Há dois mil anos, esperava-se do homem público que fosse virtuoso; algumas expectativas são eternas. Mas César foi dominado pela ambição - portanto, deixara de ser virtuoso - e os cidadãos de bem do Senado Romano tramaram a sua morte. Entre as adagas que o derrubaram estava a de Brutus, seu aliado, sua cria, quase um filho: Tu quoque Brute, fili mihi? César também andava em más companhias.
No século XVI Shakespeare escreve uma peça, "Julio César", em que fala sobre ambições, traições e, principalmente, sobre a volubilidade do povo. A época era elizabetana, poder absoluto nas mãos de um só monarca: poderia existir governo que visasse realmente o bem do povo ou a ambição - companheira inseparável do poder - esqueceria o povo na sua trajetória? Na peça de Shakespeare, a resposta estaria com os cidadãos de Roma.

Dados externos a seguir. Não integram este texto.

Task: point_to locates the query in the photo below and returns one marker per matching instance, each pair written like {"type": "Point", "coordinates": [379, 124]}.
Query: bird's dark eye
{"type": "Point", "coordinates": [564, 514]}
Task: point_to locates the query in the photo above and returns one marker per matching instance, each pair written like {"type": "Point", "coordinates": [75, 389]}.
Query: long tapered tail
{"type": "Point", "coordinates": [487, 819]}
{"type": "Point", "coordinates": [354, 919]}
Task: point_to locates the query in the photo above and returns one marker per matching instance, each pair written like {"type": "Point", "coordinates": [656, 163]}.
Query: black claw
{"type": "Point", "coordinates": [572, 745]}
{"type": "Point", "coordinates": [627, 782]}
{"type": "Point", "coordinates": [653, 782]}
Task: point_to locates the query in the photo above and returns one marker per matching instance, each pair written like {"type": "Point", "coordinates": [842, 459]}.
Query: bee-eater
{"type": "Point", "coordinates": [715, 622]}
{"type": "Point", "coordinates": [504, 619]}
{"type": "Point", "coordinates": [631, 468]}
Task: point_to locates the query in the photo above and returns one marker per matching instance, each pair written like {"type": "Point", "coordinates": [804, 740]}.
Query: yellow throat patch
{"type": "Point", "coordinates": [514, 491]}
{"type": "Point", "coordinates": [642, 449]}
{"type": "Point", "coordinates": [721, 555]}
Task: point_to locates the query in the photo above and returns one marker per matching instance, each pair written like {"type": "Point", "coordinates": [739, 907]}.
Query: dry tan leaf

Brutus, ao lado do cadáver ensangüentado, fala à multidão sobre a transformação do herói em tirano. Apesar da vitória nas guerras, dos tributos pagos pelos territórios conquistados e de uma inegável prosperidade, o povo começa a imprecar contra César, percebendo no herói uma falha, um componente humano que lhe retirava o caráter divino. Reconhecendo nele a ambição, anteviram uma possível tirania e aprovaram o gesto assassino de Brutus e seus comparsas, estes sim, homens virtuosos.
Brutus reforça com eloqüência o seu lugar de substituto natural de César: "E, se eu for vítima da ambição, que esta mesma adaga que destruiu César se volte contra mim". A turba aplaude, enlouquecida. Rei morto, rei posto; o circo romano já estava armado para a sucessão.